Los agujeros del director
La diferencia entre «Tenet» y cualquier otra película a lo grande de espías y de villanos está en Christopher Nolan y en su ambición y alarde (ese «prestigio» del que hablaba en «El truco final»), en la recubierta intelectual con la que tapiza el argumento de siempre… Por ejemplo, cambiar las trayectorias de las balas, que a veces van del objetivo a la pistola…, o anteponer los efectos a las causas, el futuro (la posteridad, en la película) encuentra el modo de anticiparse al presente, y dicho todo esto así no es más que palabrería, pero Nolan lo visualiza con un talento que va mucho más allá de la moviola, y organiza una prodigiosa puesta en escena de luchas, persecuciones y acciones que son tan complejas narrativamente como brillantes en lo visual. El director de fotografía, Hoyte van Hoytema, habrá tenido que irse después de rodar a algún templo perdido del Tibet, y se entiende que su director de fotografía de siempre (excepto las tres últimas), Wally Pfister, esté buscando un trabajo tranquilo, de portero de finca, o algo así.

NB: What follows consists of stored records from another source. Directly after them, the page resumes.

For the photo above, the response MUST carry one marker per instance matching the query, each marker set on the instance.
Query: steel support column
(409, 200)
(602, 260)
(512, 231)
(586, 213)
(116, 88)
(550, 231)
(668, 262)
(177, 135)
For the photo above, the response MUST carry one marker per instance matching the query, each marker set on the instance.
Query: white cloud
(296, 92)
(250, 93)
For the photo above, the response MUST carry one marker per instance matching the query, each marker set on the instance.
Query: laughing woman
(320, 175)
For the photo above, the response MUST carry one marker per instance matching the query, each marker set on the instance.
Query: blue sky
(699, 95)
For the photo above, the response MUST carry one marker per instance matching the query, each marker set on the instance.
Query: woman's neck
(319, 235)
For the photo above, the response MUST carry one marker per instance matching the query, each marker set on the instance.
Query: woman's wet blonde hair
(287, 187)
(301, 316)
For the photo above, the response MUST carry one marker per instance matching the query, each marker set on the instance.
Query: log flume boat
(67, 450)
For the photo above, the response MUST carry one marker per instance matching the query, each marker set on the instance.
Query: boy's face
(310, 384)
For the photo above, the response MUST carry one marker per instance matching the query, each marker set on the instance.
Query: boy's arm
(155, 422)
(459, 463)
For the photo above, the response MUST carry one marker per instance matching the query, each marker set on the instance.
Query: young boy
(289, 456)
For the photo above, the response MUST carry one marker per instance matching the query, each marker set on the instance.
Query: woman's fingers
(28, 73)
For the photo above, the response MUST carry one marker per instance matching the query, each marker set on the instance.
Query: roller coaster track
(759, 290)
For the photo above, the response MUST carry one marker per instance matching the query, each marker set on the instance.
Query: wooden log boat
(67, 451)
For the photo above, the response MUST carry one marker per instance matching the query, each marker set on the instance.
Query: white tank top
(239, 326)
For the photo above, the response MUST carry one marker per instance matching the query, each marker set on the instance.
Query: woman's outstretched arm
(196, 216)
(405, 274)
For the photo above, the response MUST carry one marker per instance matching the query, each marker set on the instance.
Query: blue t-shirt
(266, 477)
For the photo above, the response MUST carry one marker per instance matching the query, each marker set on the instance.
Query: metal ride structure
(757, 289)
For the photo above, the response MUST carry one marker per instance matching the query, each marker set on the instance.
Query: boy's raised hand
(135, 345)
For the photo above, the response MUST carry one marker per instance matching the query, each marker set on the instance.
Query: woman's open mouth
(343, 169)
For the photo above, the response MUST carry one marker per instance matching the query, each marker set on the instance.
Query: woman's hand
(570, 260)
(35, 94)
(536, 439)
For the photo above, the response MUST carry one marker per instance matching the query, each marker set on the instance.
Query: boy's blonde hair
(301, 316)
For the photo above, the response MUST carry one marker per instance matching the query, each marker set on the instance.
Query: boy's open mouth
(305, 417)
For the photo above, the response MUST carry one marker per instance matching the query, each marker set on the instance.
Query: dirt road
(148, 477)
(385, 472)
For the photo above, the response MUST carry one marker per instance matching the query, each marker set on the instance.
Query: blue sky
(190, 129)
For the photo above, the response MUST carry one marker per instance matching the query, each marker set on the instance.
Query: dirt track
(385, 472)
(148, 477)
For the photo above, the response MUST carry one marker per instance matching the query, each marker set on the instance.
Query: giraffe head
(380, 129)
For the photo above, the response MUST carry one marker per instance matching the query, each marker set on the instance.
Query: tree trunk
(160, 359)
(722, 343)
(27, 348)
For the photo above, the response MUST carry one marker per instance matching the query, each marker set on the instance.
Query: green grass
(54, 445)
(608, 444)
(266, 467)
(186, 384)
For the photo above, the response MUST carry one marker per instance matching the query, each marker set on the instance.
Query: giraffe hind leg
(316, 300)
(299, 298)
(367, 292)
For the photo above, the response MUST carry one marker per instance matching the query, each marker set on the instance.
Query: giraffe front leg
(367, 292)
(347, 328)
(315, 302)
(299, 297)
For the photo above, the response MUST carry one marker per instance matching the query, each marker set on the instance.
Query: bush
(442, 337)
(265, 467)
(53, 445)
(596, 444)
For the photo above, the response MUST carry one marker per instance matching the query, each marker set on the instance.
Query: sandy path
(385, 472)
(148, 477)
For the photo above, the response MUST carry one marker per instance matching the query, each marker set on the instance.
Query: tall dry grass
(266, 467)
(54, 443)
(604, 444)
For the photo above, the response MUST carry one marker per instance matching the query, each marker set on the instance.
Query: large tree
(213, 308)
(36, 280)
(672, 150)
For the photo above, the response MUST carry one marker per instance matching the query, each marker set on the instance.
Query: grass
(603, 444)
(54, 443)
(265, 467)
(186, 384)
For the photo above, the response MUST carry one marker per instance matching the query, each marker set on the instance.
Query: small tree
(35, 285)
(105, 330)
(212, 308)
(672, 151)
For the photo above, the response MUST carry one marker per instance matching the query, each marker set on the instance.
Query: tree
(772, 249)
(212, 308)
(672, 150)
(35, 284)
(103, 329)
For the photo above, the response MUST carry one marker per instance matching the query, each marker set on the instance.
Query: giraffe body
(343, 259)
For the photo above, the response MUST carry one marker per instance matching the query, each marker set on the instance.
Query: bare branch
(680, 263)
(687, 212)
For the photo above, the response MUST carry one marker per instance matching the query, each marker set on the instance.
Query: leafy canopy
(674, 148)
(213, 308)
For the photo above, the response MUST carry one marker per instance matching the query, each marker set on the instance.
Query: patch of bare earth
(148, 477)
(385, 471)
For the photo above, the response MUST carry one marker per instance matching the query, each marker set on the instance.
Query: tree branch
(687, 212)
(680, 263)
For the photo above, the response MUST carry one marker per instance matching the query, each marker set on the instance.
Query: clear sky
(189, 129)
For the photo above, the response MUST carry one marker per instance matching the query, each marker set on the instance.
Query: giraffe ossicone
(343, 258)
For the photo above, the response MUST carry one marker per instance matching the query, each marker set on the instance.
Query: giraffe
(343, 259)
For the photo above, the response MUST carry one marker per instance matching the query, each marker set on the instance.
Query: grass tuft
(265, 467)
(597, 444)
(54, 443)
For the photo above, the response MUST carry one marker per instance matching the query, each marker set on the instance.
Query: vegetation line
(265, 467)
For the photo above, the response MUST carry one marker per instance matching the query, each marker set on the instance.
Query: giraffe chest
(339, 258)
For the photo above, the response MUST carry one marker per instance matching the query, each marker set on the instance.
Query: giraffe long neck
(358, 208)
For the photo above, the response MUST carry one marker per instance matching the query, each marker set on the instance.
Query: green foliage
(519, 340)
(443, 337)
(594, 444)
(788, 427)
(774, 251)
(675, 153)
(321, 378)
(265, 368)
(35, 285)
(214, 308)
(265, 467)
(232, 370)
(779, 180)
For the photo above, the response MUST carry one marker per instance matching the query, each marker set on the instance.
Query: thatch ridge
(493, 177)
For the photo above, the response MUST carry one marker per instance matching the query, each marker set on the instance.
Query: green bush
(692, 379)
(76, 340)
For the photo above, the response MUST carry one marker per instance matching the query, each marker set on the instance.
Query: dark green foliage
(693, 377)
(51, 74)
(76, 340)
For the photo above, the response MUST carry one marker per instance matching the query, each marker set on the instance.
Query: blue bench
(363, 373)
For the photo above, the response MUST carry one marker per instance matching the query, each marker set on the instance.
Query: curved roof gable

John David Washington, el protagonista, no es su padre Denzel, aunque camina igual que él, y desarrolla un gran trabajo físico pero da la impresión de que, como el espectador, anda a dos velas en su trajín temporal y espacial. Robert Pattinson, en cambio, se siente comodísimo en su inexplicable y atractivo personaje. Elizabet Debicki le da altura al plano con su físico y a Kenneth Branagh, el villano, le falta un poco de escenario y alguna frase grandilocuente para estar en su salsa.
La película es larga y a toda pantalla, y naturalmente está llena de «agujeros de gusano» por los que aparecen y desaparecen los detalles del argumento; el secreto está, probablemente, en disfrutar de esos «agujeros» y de verla con muchas menos pretensiones que las de Nolan al hacerla.